Alternative Solution: Maximum Likelihood¶

Here is an alternative way of solving this problem using maximum likelihood estimation. The maximum likelihood estimate in this case is $\mathrm{smallpox}$ because smallpox leads to a higher probability (0.9) of the observed data (spots) compared to chickenpox (0.8). Maximum Likelihood (widely used in statistics) is not based on probability theory and also seems to be based on the wrong conditional probabilities $\P\{\text{spots}|\text{smallpox}\}$ and $\P\{\text{spots}|\text{chickenpox}\}$ while we really should be calculating $\P\{\text{smallpox} | \text{spots}\}$ and $\P\{\text{chickenpox} | \text{spots}\}$ .

For the modeling part in Bayesian applications, for the most part, we shall use standard models based on normal distributions, more generally, exponential families. Here is a simple example to illustrate the use of the normal distribution.

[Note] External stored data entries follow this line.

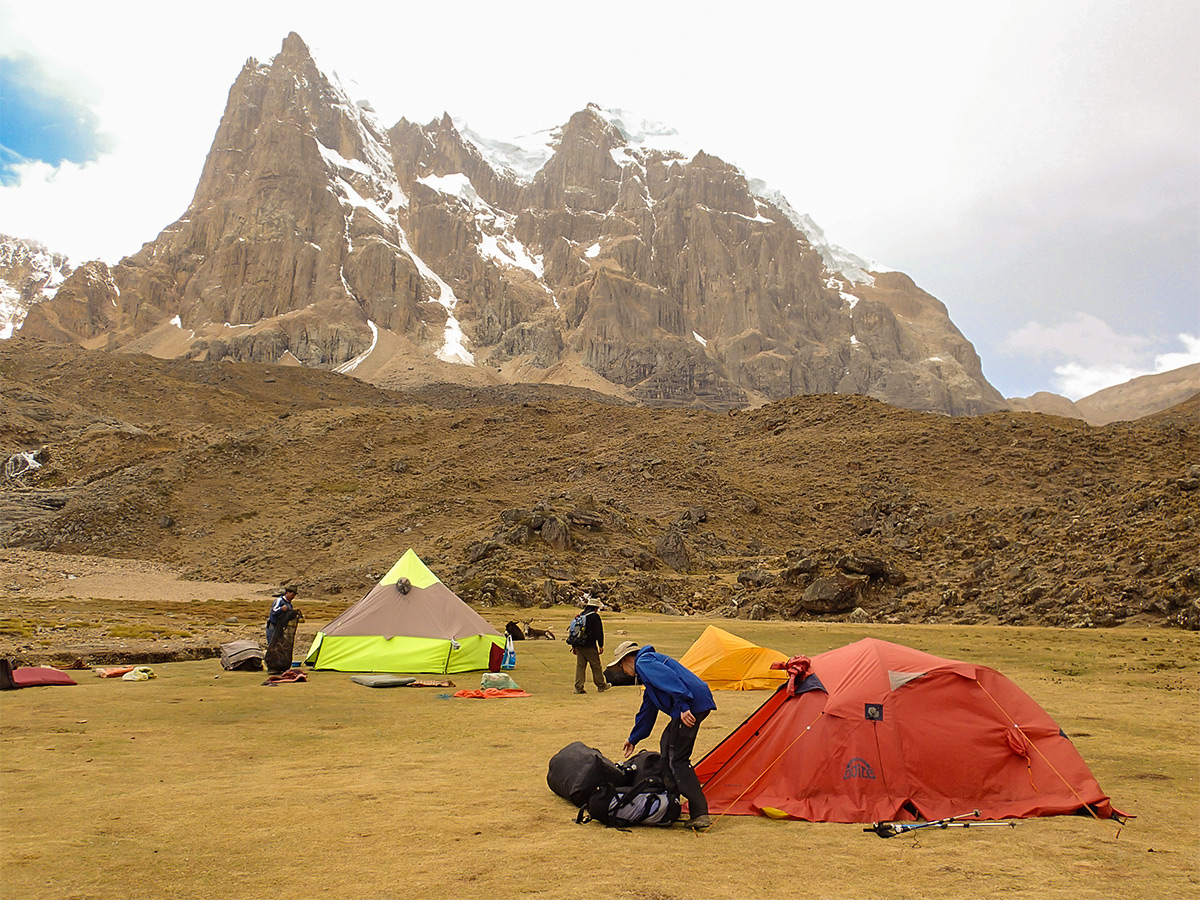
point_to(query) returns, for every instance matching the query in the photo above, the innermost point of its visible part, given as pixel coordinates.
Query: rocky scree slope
(809, 508)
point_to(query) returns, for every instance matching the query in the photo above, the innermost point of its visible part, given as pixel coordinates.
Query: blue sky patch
(42, 119)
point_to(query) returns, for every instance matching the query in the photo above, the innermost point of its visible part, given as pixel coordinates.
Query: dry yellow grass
(207, 784)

Example 3: Inference from measurements¶

Suppose a scientist makes 6 numerical measurements 26.6, 38.5, 34.4, 34, 31, 23.6 on an unknown real-valued physical quantity $\theta$ . On the basis of these measurements, what can be inferred about $\theta$ ?

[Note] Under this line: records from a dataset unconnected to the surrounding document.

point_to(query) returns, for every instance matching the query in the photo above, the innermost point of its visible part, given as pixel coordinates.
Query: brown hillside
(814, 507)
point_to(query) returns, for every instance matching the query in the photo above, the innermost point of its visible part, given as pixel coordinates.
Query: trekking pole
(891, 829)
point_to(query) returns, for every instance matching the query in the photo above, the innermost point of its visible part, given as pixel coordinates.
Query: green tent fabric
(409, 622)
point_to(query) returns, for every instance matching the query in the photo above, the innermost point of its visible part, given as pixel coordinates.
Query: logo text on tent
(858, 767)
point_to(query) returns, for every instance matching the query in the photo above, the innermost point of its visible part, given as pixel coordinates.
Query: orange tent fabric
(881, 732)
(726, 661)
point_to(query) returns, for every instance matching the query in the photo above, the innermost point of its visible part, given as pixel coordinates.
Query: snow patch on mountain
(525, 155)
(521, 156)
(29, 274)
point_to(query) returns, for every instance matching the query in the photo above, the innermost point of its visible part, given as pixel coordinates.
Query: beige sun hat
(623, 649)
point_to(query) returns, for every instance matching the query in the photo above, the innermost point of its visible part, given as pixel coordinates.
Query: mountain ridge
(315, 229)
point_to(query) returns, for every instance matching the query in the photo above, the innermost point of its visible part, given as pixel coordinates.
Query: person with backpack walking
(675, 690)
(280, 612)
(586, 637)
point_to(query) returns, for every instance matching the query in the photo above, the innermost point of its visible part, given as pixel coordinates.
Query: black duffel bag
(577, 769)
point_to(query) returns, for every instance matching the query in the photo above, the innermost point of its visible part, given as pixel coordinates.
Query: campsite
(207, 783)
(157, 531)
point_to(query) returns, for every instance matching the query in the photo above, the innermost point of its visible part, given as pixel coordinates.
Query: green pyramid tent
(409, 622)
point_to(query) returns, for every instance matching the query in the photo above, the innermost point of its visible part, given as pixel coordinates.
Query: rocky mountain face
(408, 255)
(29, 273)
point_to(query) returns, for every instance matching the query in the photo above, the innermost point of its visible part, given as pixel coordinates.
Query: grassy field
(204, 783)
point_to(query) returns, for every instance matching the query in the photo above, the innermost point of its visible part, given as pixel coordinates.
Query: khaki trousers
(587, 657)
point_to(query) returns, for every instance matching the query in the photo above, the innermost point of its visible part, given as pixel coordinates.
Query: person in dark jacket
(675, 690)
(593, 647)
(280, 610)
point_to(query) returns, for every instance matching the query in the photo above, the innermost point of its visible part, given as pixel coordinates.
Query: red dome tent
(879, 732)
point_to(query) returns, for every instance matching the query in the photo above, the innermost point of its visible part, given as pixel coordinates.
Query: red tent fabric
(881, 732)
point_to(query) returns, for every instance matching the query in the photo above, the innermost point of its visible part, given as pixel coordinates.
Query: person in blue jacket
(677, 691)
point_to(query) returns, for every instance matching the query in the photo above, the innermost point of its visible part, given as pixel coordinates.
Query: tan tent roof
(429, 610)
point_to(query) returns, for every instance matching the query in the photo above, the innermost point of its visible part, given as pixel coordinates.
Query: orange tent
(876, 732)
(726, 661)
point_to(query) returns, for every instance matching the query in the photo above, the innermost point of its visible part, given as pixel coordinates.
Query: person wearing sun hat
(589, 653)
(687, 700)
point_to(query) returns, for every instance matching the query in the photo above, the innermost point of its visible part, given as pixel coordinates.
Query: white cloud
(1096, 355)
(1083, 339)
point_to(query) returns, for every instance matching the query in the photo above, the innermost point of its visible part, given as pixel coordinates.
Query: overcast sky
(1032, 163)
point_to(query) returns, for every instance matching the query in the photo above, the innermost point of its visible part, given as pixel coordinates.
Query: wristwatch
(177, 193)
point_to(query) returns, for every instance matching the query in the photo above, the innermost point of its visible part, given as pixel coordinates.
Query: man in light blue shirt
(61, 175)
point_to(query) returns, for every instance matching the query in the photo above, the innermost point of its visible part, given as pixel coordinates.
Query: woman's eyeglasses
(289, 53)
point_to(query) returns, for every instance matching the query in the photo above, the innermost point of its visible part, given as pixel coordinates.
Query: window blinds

Here is the Bayesian solution to this problem. The first step is modeling where we have to write the likelihood and prior. The likelihood represents the probability of the observed data conditional on parameter values. Here the main parameter is $\theta$ . In order to write the probability of the observed data, it is helpful to introduce another parameter $\sigma$ which represents the scale of the noise inherent in the measurement process.

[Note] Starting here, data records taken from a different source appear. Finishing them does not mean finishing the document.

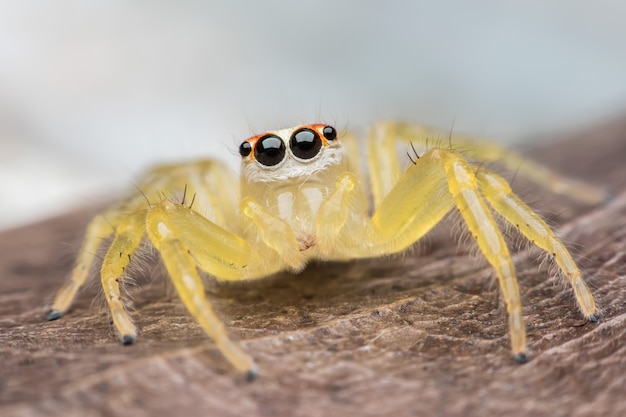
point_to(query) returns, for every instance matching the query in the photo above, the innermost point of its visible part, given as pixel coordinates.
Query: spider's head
(304, 153)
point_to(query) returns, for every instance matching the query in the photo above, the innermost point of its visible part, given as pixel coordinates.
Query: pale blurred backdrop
(91, 92)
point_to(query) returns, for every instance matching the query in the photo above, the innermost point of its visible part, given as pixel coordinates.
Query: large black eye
(330, 133)
(269, 150)
(245, 148)
(305, 143)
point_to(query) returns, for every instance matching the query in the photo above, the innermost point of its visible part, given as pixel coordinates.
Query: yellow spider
(302, 197)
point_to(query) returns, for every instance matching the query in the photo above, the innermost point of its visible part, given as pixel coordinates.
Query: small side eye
(330, 133)
(305, 143)
(269, 150)
(245, 148)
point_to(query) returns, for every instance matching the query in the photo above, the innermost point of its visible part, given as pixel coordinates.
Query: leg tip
(252, 374)
(521, 358)
(54, 315)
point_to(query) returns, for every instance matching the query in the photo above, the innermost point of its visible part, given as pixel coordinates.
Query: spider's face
(290, 154)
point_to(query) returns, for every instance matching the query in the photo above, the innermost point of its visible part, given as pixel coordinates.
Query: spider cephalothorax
(300, 199)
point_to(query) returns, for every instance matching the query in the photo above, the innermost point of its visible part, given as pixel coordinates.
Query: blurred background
(93, 92)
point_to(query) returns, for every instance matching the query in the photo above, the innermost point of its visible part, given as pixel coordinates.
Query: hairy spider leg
(100, 228)
(479, 150)
(418, 203)
(499, 195)
(128, 235)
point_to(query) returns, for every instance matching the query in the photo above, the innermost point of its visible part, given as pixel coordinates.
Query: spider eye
(245, 148)
(269, 150)
(305, 143)
(330, 133)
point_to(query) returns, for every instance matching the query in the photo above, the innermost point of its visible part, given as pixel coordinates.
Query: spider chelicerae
(302, 196)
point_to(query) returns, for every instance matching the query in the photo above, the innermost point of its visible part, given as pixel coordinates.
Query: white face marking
(292, 167)
(285, 204)
(190, 282)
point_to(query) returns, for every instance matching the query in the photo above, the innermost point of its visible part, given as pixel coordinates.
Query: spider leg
(419, 201)
(128, 235)
(384, 135)
(275, 233)
(226, 256)
(499, 195)
(101, 227)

So our parameter vector is $(\theta, \sigma)$ . We work with the normal likelihood:

\text{Likelihood} = \prod_{i=1}^n \frac{1}{\sqrt{2 \pi} \sigma} \exp \left(-\frac{(x_i - \theta)^2}{2 \sigma^2} \right).

(6)

where $n = 6$ and $x_1 = 26.6, x_2 = 38.5, x_3 = 34.4, x_4 = 34, x_5 = 31, x_6 = 23.6$ denote the observed data points. More formally, you can arrive at this likelihood in the following way. Denote potential measurements by $X_1, \dots, X_n$ . Each actual measurement will have some rounding error so the data point 26.6 should be understood as belonging to the interval $[26.6 - \delta, 26.6 + \delta]$ for some small rounding error $\delta$ . So the likelihood is:

\begin{align*} \text{likelihood} &= \P\{\text{observed data} \mid \theta, \sigma\} \\ &= \P \left\{X_1 \in [x_1 - \delta, x_1 + \delta], \dots, \X_n \in [x_n - \delta, x_n + \delta] \mid \theta, \sigma \right\}. \end{align*}

(7)

Assuming $\delta$ is small, we can use probability-density approximation to write

\begin{align*} \text{likelihood} \approx \delta^n f_{X_1, \dots, X_n \mid \theta, \sigma}(x_1, \dots, x_n). \end{align*}

(8)

We are now assuming that:

\begin{align} f_{X_1, \dots, X_n \mid \theta, \sigma}(x_1, \dots, x_n) = \prod_{i=1}^n \frac{1}{\sqrt{2 \pi} \sigma} \exp \left(-\frac{(x_i - \theta)^2}{2 \sigma^2} \right). \end{align}

(9)

This leads to the likelihood (6) (note that $\delta^n$ is being dropped as it is a constant of proportionality which does not affect any further calculations).

We will complete this example in the next lecture.